The other day, I read an article in Popular Science that scientists have discovered alien life. And they didn’t find it on some other planet, a moon or an asteroid; they found it right here on Earth.
Now, don’t get your nerves tied in knots. They found bacteria that is definitely alive, but isn’t life as we know it. Yeah, that old disclaimer. How many times have we heard some scientist say, “Well, if we do find life on ____, it certainly won’t be life as we know it.”?
And they didn’t even have to go off this world to find examples of life as we don’t know it.
When I was growing up, some of my favorite authors wrote about all sorts of aliens, from 3-legged, 3-gendered crabs to creatures where the male was about 1/8th the size of the female, attached himself to her, and his only purpose was to father children. And some tried to imagine creatures that didn’t use biology as we knew it, rock creatures that could move through the soil of their planet, crystals, intelligent energy.
I found them all great fun to read.
What’s so alien about this bacteria they’ve discovered? It doesn’t have the type of biology we are familiar with.

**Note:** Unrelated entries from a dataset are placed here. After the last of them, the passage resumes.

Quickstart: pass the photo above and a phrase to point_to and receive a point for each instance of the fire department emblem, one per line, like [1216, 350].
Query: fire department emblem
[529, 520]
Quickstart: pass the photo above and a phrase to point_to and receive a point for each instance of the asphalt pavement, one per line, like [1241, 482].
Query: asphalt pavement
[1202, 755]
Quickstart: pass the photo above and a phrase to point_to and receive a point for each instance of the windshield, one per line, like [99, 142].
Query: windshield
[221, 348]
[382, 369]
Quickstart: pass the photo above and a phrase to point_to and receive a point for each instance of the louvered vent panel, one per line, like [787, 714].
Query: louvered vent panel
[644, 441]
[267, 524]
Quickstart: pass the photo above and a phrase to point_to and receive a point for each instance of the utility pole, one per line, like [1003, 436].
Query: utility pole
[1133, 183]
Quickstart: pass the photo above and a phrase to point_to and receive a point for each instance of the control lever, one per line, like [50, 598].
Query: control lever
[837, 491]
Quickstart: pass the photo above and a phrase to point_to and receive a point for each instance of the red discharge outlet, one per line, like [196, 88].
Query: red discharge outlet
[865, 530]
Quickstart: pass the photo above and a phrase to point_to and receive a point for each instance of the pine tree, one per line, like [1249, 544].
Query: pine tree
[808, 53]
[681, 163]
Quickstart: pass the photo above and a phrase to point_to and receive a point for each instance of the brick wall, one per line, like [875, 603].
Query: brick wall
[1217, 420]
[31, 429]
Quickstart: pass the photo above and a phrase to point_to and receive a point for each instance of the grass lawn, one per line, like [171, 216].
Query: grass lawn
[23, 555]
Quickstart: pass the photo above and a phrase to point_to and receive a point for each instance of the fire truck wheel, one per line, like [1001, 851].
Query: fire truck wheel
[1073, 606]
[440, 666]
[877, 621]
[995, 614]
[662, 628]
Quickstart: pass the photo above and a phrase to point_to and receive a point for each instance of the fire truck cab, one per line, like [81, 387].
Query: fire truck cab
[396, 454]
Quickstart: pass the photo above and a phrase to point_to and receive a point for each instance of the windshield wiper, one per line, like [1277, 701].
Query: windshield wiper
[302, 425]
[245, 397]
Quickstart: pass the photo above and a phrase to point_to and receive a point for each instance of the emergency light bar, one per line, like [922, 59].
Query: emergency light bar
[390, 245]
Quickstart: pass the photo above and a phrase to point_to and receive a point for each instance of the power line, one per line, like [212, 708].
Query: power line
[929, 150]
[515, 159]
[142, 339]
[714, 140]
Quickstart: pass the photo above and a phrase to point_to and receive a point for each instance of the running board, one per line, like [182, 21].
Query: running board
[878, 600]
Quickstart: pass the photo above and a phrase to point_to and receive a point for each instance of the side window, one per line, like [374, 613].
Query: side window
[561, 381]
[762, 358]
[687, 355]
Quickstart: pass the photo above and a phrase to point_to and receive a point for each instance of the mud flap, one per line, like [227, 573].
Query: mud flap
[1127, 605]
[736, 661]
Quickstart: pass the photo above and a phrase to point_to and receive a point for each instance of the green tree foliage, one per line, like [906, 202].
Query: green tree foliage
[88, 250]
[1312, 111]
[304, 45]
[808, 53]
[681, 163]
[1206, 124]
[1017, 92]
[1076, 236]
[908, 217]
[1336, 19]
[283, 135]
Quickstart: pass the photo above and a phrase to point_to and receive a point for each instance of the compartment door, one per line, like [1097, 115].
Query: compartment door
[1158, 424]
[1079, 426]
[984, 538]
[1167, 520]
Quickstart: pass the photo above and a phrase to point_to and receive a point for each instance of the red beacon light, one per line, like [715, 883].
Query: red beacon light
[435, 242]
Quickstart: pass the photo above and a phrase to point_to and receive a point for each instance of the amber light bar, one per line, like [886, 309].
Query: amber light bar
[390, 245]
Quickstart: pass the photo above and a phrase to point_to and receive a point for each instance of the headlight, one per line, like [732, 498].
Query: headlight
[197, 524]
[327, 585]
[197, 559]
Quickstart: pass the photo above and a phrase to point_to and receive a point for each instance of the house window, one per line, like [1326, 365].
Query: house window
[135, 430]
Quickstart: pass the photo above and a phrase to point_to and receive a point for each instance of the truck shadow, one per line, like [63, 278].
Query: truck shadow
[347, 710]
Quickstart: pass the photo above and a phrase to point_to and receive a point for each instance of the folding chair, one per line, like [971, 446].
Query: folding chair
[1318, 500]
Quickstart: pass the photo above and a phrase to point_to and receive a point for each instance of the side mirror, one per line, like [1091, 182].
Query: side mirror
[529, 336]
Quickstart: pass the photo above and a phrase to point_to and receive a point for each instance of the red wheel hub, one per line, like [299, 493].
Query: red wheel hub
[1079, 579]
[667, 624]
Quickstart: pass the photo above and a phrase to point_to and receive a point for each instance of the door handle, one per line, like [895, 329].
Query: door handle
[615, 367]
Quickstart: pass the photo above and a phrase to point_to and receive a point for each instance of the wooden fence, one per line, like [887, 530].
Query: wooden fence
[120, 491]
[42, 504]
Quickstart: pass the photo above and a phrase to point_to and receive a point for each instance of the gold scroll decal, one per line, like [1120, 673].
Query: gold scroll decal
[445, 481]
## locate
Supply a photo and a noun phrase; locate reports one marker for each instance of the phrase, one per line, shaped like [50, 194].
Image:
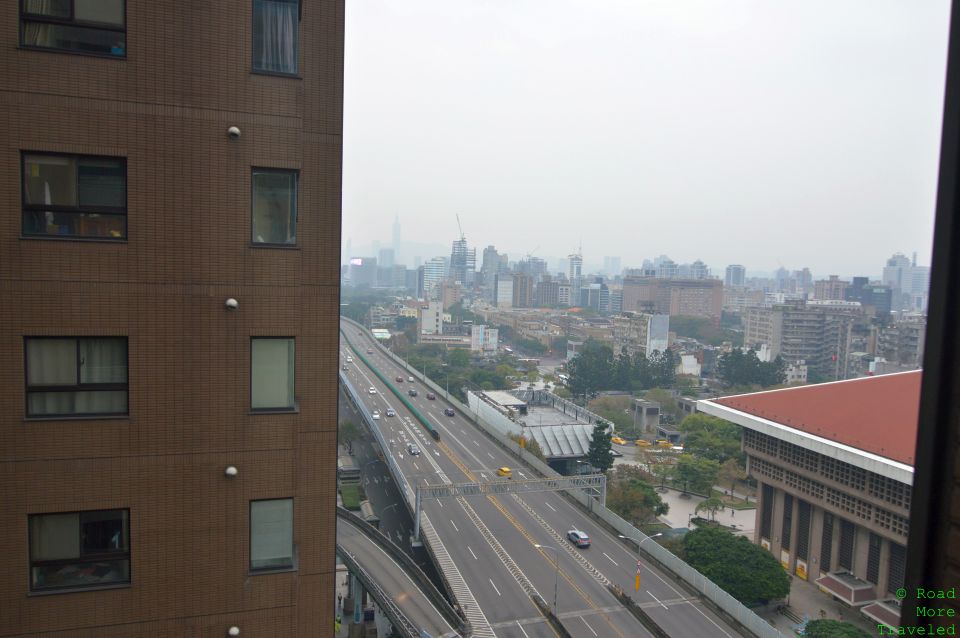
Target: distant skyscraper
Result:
[576, 275]
[463, 262]
[611, 266]
[736, 276]
[396, 239]
[434, 271]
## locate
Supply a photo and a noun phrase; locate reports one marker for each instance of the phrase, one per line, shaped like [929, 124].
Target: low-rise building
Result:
[834, 463]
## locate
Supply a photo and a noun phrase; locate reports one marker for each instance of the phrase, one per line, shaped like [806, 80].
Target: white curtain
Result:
[53, 362]
[54, 536]
[277, 38]
[38, 34]
[271, 533]
[271, 373]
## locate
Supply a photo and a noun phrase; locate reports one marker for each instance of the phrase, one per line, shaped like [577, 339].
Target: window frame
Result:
[292, 409]
[253, 62]
[71, 21]
[79, 387]
[80, 559]
[254, 170]
[73, 210]
[293, 545]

It doesn’t eat carbohydrates or protein, and it doesn’t expel the type of waste products an animal or plant would. One strain eats electricity, or rather, electrons. Another expels electrons as waste.
Yes, there are probably several types of these ‘alien’ bacterium. Based on this article, at least two strains have been named, with one graduate student trying to culture at least 20 more. Even that has to be done differently, because it doesn’t grow on petri dishes. You have to supply an electrode of some kind. Or something that they would see as food.
They aren’t really aliens. They are part of Earth’s eco-system, and have been for billions of years. But they are alien from us, even more than the creatures that grow in the super-heated vents of water rising from underwater volcanoes.
That old phrase, ‘life as we know it’, always did irritate me. We would be on a different planet, so why would we expect to find Old MacDonald and Betsy the cow? Why not keep our minds open to all sorts of possibilities, and just see what’s out there?

Something a little smarter than bacteria, I hope.